The award has raised a political storm in the past week with accusations and counter-accusations now threatening the upcoming polls after the Opposition coalition promised to challenge the tender award in court.
Jubilee Party has defended the IEBC’s award, saying the Opposition was rooting for an unsuccessful South African bidder. Its Secretary General Raphael Tuju said the Al Ghurair official who visited Kenya did so in his personal capacity as a member of the Dubai Chamber of Commerce.
Yesterday, Paarl Media, the South African firm dragged into the saga by Jubilee as being fronted by NASA presidential candidate Raila Odinga to clinch the tender denied ever meeting him.
Ben Sachs, Business Development Manager of Paarl Media, claimed he never met Raila or any Opposition leader to seek help in securing the printing contract.
“It is all lies,” Sachs said when contacted by the Saturday Standard. “I have never met Raila Odinga as I have read in the news.”
He said he was only in Kenya in November last year for 12 days, when his firm appealed the decision to award the deal to Al Ghurair at the Public Procurement Administrative Review Board (PPOA) but left after losing the case.

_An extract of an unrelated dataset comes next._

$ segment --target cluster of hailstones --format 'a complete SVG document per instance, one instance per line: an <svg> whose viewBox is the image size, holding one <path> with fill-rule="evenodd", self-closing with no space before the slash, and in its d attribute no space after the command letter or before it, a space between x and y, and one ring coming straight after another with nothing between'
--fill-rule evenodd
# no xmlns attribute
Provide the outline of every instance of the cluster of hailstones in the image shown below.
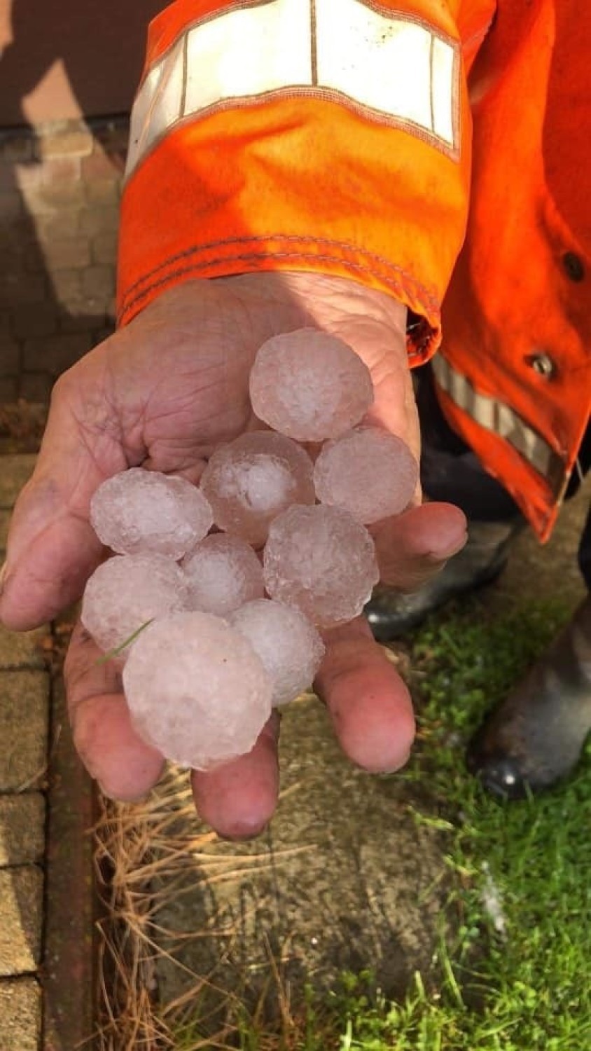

“I can produce my passport and it can show that I was in Kenya only in November last year and not 2015,” he said. National Assembly Majority Leader Aden Duale had also claimed that Raila had flown to South Africa to meet Sachs and his team where the Opposition chief was promised Sh1 billion funding for his campaign. Duale is yet to back his claim.
And in a fresh twist to the controversy, the Opposition coalition said it would be moving to court to seek a reversal of the printing contract awarded to Al Ghurair by the IEBC.
NASA principals Moses Wetang’ula and Musalia Mudavadi said that they had more information to show the tender was awarded courtesy of the Government’s influence, a proposition that they were ready to defend in court.
“We will ensure that Al Ghurair does not do the (printing) work because they did not win the tender in a fair way,” said Wetang’ula.
Mr Mudavadi claimed that the IEBC was not prepared to deliver a free, fair and credible election.
On Thursday, another presidential candidate had urged the IEBC to cancel the tender given the level of mistrust they had with the firm.
Third Way presidential candidate Ekuru Aukot said the party will write to the United Nations inviting them to prepare to possibly run the election since they no longer trust the IEBC. But on the campaign trail, President Kenyatta and his deputy hit at the Opposition’s stance on the matter maintaining that they want to derail the elections which are now slightly more than 50 days away.
“We know they are now scared of facing us in the August election,” he said in Bomet. “Now they are planning on how they can get us back to a government of nusu mkate. We want to tell them that the election dates will not be moved and we will beat them even if a firm of their choice prints the ballot papers,” said the head of state.
IEBC has defended its award, saying Al Ghurair has been delivering voting material used in the past by-elections since 2014. The contract negotiations between the IEBC and Al Ghurair were conducted by CEO Ezra Chiloba and Lakshman Ganapathy on behalf of Al Ghurair. The sequence of events surrounding the procurement process, including battles in the Public Procurement Administrative Review Board (PPARB), fueled the claims of bribery as claimed by the Opposition.
Al Ghurair was selected through single-sourcing last week following massive delays occasioned by court cases, twice at the High Court and at the Court of Appeal. IEBC first awarded Al Ghurair the tender for the supply and delivery for ballot papers, declaration forms and result declaration forms in October last year, before one bidder challenged the fairness contract.
It would mark the start of a roller-coaster of events that have culminated in the selection of Al Ghurair in a largely opaque manner.